Mozilla files countersuit against Oath over default search engine choice

Mozilla files countersuit against Oath over default search engine choice

Firefox default search providers in other regions are Yandex in Russia, Turkey, Belarus and Kazakhstan; Baidu in China; and Google in the rest of the world. Even if Mozilla did leave and make another deal, Yahoo was still required to pay the annual revenue guarantee of $375 million. Last month, Mozilla terminated that deal and made Google the default search engine in the U.S., Canada, Hong Kong and Taiwan.

"Had Yahoo not breached the strategic agreement, the search functionality in Firefox would have been used more and the Firefox product itself would have more users, Mozilla would have been able to enter into a deal with a higher price following the termination of the strategic agreement, and there would have been relevant search alternatives in the marketplace, including Yahoo".

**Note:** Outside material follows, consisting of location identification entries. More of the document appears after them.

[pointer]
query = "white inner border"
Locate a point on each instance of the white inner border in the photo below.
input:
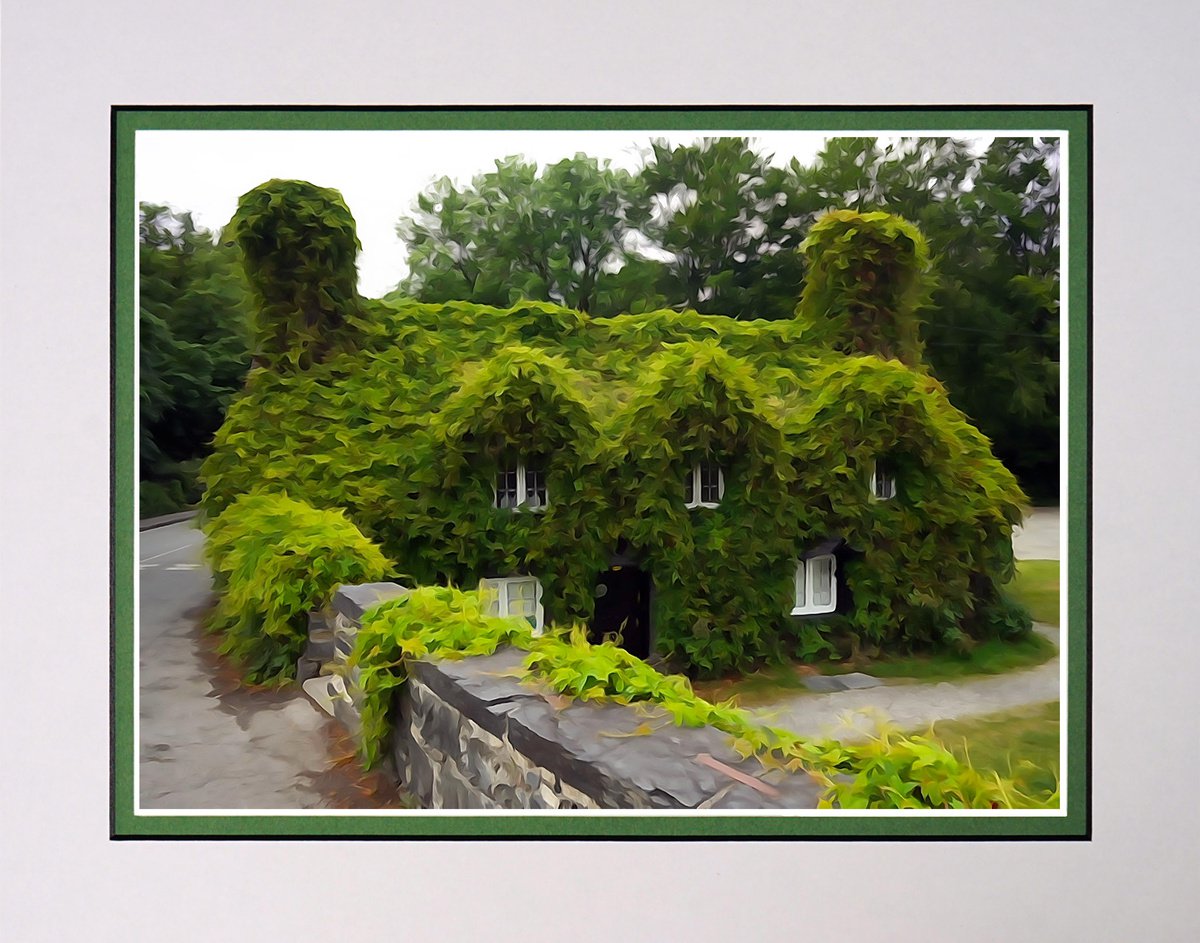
(1063, 514)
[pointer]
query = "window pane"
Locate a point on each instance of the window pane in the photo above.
(822, 581)
(507, 488)
(491, 596)
(522, 589)
(535, 488)
(709, 482)
(883, 481)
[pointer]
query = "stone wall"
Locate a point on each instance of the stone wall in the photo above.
(468, 734)
(475, 734)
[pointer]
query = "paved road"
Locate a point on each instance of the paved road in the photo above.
(851, 715)
(1038, 536)
(204, 742)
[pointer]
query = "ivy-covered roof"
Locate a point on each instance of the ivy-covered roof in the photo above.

Given that Yahoo had been awarded a 5-year contract until 2019 you might expect that Mozilla would now have to pay compensation to Yahoo's new owner, Oath, which is part of Verizon. This has been termed by Mozilla as a breach of contract. (In response, Mayer's legal team agreed to have her testify before the Senate Commerce Committee-an outcome Mayer had initially resisted-and reportedly requested that lawmakers withdraw the subpoena in order for her testimony to "appear voluntary.") Now, her specter is reportedly haunting the remains of a deal between Yahoo's new owner, Oath, and Mozilla, inciting a legal battle. This is why the current dispute between Mozilla and Yahoo has led to legal action on both ends. She also noted that although numerous legal issues between the two organizations are confidential, Mozilla plans to create a wiki page and provide other details publicly in the interest of openness and transparency.

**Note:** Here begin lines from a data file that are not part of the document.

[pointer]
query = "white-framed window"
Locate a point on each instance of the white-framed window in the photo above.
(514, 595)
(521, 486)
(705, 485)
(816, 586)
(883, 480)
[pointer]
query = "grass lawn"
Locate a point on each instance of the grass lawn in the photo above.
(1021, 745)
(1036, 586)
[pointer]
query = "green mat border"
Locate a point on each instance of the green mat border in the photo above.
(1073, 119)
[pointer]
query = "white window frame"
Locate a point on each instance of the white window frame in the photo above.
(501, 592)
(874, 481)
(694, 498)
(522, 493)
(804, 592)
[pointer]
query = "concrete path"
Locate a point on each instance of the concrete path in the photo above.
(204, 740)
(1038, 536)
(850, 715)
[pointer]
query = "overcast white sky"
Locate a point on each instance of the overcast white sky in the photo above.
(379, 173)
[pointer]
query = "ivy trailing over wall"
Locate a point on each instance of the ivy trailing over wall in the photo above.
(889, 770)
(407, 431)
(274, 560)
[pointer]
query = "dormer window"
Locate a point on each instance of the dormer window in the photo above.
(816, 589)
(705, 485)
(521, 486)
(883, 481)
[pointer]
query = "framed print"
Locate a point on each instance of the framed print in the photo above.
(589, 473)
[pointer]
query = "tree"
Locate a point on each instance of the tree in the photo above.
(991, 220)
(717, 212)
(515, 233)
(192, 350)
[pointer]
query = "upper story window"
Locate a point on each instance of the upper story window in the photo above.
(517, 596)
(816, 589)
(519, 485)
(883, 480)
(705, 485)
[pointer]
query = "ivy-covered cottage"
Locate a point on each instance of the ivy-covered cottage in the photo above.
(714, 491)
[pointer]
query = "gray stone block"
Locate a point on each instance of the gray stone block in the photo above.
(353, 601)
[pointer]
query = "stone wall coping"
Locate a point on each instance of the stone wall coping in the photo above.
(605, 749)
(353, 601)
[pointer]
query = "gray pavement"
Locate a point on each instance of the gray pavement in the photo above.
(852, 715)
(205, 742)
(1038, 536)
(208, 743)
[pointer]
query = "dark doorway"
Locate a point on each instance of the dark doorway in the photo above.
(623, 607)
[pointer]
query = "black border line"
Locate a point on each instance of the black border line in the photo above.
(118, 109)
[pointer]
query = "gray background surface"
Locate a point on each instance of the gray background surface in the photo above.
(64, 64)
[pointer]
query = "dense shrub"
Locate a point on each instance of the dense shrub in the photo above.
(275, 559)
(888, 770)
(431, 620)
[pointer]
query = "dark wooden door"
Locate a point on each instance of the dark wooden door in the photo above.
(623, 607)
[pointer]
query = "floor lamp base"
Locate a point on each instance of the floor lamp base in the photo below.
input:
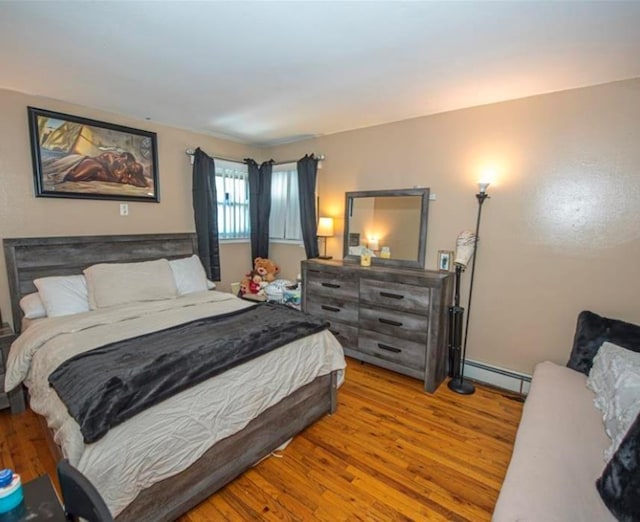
(461, 386)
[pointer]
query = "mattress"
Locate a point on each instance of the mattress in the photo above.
(168, 437)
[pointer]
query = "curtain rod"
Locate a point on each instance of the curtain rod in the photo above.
(191, 152)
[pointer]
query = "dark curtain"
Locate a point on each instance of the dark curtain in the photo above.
(259, 206)
(205, 212)
(307, 170)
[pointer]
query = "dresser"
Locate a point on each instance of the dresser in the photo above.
(15, 398)
(396, 318)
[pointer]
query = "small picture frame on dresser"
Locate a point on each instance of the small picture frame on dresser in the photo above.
(445, 260)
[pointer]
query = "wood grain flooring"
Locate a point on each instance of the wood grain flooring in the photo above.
(391, 452)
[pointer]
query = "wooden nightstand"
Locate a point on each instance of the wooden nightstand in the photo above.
(15, 398)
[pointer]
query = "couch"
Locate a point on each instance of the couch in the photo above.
(557, 471)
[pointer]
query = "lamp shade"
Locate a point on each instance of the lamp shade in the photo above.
(325, 227)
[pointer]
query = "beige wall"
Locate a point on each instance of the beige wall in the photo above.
(22, 214)
(559, 234)
(561, 231)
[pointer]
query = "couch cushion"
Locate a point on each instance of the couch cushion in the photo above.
(558, 452)
(619, 484)
(591, 331)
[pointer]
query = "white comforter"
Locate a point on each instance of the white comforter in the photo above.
(167, 438)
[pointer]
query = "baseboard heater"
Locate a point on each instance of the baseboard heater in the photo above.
(496, 376)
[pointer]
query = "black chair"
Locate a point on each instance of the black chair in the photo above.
(80, 497)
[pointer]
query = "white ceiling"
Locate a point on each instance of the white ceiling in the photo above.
(271, 72)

Yahoo as a search engine has been facing tough competition from the search engine giant Google. Prior to the 2014 deal, 90% of Firefox users stayed with the default search engine, according to Mozilla.

Also of interest is a section explaining that when Mozilla went to market for a search partner in 2014, it considered Yahoo! a very risky proposition and sought special protections in its contract. "Yahoo Acquirer's leadership provided no vision, no structured, documented and vetted strategic path forward, and no assurances as to a commitment of the resources necessary to improve Yahoo Search such that it would meet" and then some more redaction cuts in. "Because there was no improvement in the product quality, tests demonstrated that users continued to switch away from Yahoo Search, whether branded Yahoo or not", Mozilla alleges. In addition, $375 million is a massive amount of money, even for Verizon's stature.

"Verizon's policy positions are also diametrically opposed to Mozilla's positions on core issues such as net neutrality and cybersecurity", Mozilla-a big support of net neutrality-said in the complaint.